Many meatloaf recipes call for proportions of half ground beef, one-quarter each of ground veal and ground pork. At my neighborhood Monoprix supermarket, I asked the butcher to grind a half-kilo (roughly a pound) of beef (bœuf haché or steak haché). Ground pork is less readily available in French supermarkets, and you can find ground veal shaped into patties and sold in little packages in the refrigerated meat aisle, but I didn’t want something that had been prepacked at a factory. Luckily, most butchers in France offer a seasoned mixture of ground pork and veal for stuffing vegetables – it’s usually displayed next to samples of stuffed tomatoes for sale in the butcher case. So, I got a quarter-kilo of that (about a half pound). And there was my meatloaf mix à la française.
Rather than use packaged bread crumbs, I decided to bind the meatloaf with a panade, which is a mixture of bread soaked in milk. I never remember the science of why exactly this keeps meat tender – something to do with how the milk and the bread when mashed together in this way prevent certain protein strands in the meat from seizing up when cooked. Whatever – a panade has the ability to offset the potential graininess in French beef and provide it with a more pleasant texture.

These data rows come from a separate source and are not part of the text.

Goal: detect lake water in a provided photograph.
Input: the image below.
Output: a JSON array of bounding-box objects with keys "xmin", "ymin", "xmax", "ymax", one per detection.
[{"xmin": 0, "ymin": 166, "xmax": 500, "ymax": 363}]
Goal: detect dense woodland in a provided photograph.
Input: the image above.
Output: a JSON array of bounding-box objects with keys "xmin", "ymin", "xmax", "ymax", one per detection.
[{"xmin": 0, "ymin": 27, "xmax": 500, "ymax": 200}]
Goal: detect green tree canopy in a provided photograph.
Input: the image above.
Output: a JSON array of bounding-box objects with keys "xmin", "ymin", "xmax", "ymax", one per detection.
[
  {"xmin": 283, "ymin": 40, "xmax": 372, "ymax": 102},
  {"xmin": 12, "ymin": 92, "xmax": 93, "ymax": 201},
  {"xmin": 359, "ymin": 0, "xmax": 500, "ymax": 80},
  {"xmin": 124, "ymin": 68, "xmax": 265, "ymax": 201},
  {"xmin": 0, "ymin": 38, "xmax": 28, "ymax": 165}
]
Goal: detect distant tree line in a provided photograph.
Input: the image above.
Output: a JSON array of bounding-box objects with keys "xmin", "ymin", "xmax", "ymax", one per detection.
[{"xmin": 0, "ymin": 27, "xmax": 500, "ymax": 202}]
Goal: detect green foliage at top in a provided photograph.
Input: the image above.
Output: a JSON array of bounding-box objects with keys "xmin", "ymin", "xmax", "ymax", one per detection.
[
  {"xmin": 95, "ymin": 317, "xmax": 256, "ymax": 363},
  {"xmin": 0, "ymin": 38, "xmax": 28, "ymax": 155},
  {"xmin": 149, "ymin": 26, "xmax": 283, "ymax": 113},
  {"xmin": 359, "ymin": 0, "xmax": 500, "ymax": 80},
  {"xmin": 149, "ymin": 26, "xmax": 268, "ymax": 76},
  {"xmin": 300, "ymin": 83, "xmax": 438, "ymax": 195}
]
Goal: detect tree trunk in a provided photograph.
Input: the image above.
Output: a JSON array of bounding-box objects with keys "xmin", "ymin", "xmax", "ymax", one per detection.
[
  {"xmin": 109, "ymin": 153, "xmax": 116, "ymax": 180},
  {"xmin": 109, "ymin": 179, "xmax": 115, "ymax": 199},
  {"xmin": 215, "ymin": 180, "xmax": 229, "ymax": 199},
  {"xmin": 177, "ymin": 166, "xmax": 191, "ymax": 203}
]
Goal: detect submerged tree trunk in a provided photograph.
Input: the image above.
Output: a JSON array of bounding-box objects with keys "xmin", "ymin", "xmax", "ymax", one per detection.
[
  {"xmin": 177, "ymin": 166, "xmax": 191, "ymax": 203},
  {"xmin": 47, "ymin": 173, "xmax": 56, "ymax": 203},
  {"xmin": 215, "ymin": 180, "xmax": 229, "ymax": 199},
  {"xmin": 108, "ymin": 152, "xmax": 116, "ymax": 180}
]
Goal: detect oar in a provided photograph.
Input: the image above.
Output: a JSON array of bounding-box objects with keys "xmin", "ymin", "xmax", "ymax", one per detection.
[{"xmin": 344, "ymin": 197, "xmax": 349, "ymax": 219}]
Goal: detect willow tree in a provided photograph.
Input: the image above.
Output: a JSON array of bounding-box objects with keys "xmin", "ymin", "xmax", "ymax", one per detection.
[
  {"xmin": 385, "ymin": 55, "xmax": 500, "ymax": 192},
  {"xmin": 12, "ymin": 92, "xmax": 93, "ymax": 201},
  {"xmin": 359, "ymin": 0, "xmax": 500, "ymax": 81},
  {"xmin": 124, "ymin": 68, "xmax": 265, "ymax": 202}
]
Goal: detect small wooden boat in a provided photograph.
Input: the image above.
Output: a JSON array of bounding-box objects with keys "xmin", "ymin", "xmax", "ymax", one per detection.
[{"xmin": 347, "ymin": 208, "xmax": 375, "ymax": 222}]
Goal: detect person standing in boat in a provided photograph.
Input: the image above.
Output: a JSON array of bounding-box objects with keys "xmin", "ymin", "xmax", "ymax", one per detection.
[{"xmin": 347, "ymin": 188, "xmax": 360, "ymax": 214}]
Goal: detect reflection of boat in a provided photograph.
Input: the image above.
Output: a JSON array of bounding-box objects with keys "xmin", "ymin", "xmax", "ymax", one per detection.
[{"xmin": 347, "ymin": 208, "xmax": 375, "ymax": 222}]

I made my meatloaf in the usual meatloaf way, with parsley, garlic, onion, a little Worcestershire sauce, an egg, salt and pepper. I’m not fond of sweetish glazes on meatloaves, so I made a variation of Marcella Hazan’s famous tomato sauce recipe – good canned tomatoes, half an onion and a few tablespoons of butter simmered together for half an hour – to serve alongside it. The meatloaf baked nicely and was just finishing up, browned and aromatic, when my guests arrived for their apéro.
For potatoes I made a gratin dauphinois, which is really just a dish of scalloped potatoes with a French name. I also made green beans – the skinny French kind, which I told myself worked as an American vegetable since you can get them in New York too.
There were six of us at dinner. And the meatloaf disappeared. As did the sauce – which I have a feeling my guests preferred to the pain de viande. (Who wouldn’t? It’s sensational.) Pierre told me that his mother prepared something like the meatloaf I had so carefully sourced and fixed for them, though hers was made with what was left over and chopped up and fashioned into a mound from a weekend pot au feu, a boiled-beef-and-vegetable dish, and served like penance for days after Sunday dinner. It didn’t sound at all like my meatloaf, and I didn’t know if this comparison was meant as a compliment.
Still, my French friends did get to taste a very small sample of what might be considered American food, and they liked it. They’re generally more impressed, however, when I make Italian food, since the proper cooking and saucing of pasta eludes most French. A meatloaf isn’t all that different from certain ground-meat dishes with which the French are already familiar. But for some reason, making sure the pasta is al dente is beyond the majority of home cooks. But they would say the same about anyone outside of France trying to make a proper French baguette. And they’d be right.